Why not just insert that data directly to SQL Server Database using Microsoft SQL Server Management Studio or command line - SQLCMD? It does know how to process CVC files.
BulkInsert property should be set to True on your database.
If it has to be modified, you can insert it into Temprorary table and then apply your modifications with T-SQL.

Best bet would to try using a profiler with a relatively small sample -- this could identify where the actual hold-ups are.

Load it into memory and then insert into the DB. 5 million rows shouldn't tax your memory. The problem is you are essentially thrashing your disk--both reading the CSV and writing to the DB.

I'd speed it up the same way I'd speed anything up: by running it through a profiler and figuring out what's taking the longest.
There is absolutely no way to guess what the bottleneck here is -- maybe there is a bug in the code which parses the CSV file, resulting in polynomial runtimes? Maybe there is some very complex logic used to process each row? Who knows!
Also, for the "record", 5 million rows isn't all THAT heavy -- an off-the-top-of-my-head guess says that a reasonable program should be able to churn through that in half an hour, an a good program in much less.
Finally, if you find that the database is your bottleneck, check to see if a transaction is being committed after each insert. That can lead to some nontrivial slowdown...

Not sure what you're doing with them, but have you considered perl? I recently re-wrote a vb script that was doing something similar - processing thousands of records - and the time went from about an hour for the vb script to about 15 seconds for perl.

After reading all records from file (I would read entire file in one pass, or in blocks), then use the SqlBulkCopy class to import your records into the DB. SqlBulkCopy is, as far as I know, the fasted approach to importing a block of records. There are a number of tutorials online.

As others has suggested, profile the app first.
That said, you will probably gain from doing batch inserts. This was the case for one app I worked with, and it was a high impact.
Consider 5 million round trips are a lot, specially if each of them is for a simple insert.

In a similar situation we saw considerable performance improvement by switching from one-row-at-time inserts to using the SqlBulkCopy API.
There is a good article here.

You need to bulk load the data into your database, assuming it has that facility. In Sql Server you'd be looking at BCP, DTS or SSIS - BCP is the oldest but maybe the fastest. OTOH if that's not possible in your DB turn off all indexes before doing the run, I'm guessing it's the DB that's causing problems, not the .Net code.

Related

best practises of batch insert in hibernate(large insertions)

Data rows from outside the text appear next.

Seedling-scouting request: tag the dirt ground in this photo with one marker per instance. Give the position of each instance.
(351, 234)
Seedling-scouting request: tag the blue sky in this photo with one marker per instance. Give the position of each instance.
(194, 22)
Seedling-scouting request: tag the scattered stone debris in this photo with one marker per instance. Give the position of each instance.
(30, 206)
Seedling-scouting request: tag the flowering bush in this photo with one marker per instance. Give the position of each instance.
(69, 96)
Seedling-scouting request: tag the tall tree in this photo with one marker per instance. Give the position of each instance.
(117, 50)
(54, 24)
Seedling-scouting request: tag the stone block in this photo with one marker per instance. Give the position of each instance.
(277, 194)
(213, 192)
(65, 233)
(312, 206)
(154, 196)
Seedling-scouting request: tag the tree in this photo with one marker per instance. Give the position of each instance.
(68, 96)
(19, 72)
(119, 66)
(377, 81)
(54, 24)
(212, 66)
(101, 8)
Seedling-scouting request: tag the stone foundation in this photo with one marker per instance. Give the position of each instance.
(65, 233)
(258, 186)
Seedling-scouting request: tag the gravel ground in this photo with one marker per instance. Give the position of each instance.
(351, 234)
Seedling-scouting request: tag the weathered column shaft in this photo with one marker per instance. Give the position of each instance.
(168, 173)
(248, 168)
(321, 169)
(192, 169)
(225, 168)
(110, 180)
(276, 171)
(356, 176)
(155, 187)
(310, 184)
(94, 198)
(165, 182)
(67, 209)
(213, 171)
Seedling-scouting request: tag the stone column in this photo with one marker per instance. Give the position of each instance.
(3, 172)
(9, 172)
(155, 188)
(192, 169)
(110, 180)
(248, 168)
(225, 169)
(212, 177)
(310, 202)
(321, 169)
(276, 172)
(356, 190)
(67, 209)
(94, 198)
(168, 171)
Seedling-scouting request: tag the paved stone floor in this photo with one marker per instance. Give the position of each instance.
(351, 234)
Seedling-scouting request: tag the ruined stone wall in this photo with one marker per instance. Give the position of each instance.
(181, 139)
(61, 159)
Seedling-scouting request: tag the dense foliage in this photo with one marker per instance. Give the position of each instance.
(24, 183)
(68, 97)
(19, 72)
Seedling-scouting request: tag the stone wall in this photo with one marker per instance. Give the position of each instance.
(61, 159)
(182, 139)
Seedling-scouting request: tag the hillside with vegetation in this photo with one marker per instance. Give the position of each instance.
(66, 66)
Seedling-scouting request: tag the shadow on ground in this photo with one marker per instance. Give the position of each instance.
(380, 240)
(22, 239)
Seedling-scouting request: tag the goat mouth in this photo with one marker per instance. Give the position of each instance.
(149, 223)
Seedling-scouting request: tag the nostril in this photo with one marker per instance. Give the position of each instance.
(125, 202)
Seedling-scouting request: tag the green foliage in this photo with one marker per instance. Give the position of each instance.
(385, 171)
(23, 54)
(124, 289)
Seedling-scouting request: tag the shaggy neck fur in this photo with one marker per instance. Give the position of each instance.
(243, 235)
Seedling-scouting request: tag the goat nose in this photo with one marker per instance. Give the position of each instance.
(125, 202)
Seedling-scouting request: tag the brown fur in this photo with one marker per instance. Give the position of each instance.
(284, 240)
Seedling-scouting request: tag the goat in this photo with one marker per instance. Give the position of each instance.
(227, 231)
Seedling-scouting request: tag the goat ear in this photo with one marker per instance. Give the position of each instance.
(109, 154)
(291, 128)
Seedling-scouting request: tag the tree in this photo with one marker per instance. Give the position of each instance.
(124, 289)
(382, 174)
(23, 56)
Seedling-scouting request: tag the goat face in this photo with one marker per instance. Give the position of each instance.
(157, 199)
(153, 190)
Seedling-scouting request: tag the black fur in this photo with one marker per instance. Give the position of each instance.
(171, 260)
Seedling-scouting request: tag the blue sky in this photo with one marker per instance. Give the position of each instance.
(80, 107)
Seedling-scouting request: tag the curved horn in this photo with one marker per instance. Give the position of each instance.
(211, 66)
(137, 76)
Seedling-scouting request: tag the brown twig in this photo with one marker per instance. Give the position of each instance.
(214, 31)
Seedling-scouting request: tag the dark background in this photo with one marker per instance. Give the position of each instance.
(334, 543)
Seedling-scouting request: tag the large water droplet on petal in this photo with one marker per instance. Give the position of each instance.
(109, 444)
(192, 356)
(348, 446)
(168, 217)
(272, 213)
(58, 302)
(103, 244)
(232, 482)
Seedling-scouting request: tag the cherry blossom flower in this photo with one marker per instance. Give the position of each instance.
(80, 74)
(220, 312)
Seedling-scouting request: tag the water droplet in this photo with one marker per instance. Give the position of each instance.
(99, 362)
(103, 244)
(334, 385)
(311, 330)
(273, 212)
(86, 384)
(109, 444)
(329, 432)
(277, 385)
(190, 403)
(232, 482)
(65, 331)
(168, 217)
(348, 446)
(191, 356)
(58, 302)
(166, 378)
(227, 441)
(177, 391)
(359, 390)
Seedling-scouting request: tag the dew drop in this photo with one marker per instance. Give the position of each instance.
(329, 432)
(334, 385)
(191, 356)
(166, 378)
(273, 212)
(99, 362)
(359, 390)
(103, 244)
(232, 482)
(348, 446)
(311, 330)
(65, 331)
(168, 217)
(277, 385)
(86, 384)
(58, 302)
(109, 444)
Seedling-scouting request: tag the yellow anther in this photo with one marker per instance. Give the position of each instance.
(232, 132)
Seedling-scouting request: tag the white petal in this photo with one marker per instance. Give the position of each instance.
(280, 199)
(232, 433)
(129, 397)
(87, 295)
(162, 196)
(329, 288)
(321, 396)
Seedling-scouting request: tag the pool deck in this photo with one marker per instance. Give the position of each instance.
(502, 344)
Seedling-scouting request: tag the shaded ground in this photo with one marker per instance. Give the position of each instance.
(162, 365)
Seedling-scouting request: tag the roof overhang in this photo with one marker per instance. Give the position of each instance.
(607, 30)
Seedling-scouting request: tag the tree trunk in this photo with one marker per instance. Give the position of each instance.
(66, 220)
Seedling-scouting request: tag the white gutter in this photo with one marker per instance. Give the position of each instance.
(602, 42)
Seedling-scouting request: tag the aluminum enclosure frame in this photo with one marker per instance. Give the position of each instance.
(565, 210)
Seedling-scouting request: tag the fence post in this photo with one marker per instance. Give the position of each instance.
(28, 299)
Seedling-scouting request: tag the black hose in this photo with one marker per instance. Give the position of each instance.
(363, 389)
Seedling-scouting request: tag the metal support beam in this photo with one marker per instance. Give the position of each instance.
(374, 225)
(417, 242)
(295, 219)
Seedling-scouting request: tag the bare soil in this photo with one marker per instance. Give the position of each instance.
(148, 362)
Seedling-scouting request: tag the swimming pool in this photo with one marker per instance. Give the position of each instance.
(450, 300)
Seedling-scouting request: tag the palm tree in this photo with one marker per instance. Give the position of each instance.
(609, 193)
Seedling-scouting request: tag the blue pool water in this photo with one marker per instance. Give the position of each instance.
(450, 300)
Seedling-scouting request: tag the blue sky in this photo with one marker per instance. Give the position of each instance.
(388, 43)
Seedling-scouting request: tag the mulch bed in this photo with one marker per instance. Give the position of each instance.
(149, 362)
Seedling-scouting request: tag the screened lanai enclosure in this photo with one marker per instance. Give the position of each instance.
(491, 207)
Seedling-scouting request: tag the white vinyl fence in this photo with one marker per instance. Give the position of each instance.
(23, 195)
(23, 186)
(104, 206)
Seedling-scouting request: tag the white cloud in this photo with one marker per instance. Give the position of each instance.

I have a job that runs and inserts over 20000 records parsing a json, I am connecting my whole application to oracle db using hibernate. It is taking around 1 hour of time because it also involves json calls and parsing of json, whereas just printing the parsed fields in the logs takes a minute or 2. My question here is, Is there a way to optimize the insertion process using hibernate.
I tried suggestions from Hibernate batch size confusion, but still I feel very slow.
I tried increasing batch size.
I tried disabling second level cache.
I also flushed and cleared my session depending on the batch size
I am planning to move to jdbc batch insertions, but wanna give a try to optimize using hibernate.
I hope this may give a generic expose to most of amateur programmers helping them with the best practises

What Database for extensive logfile analysis?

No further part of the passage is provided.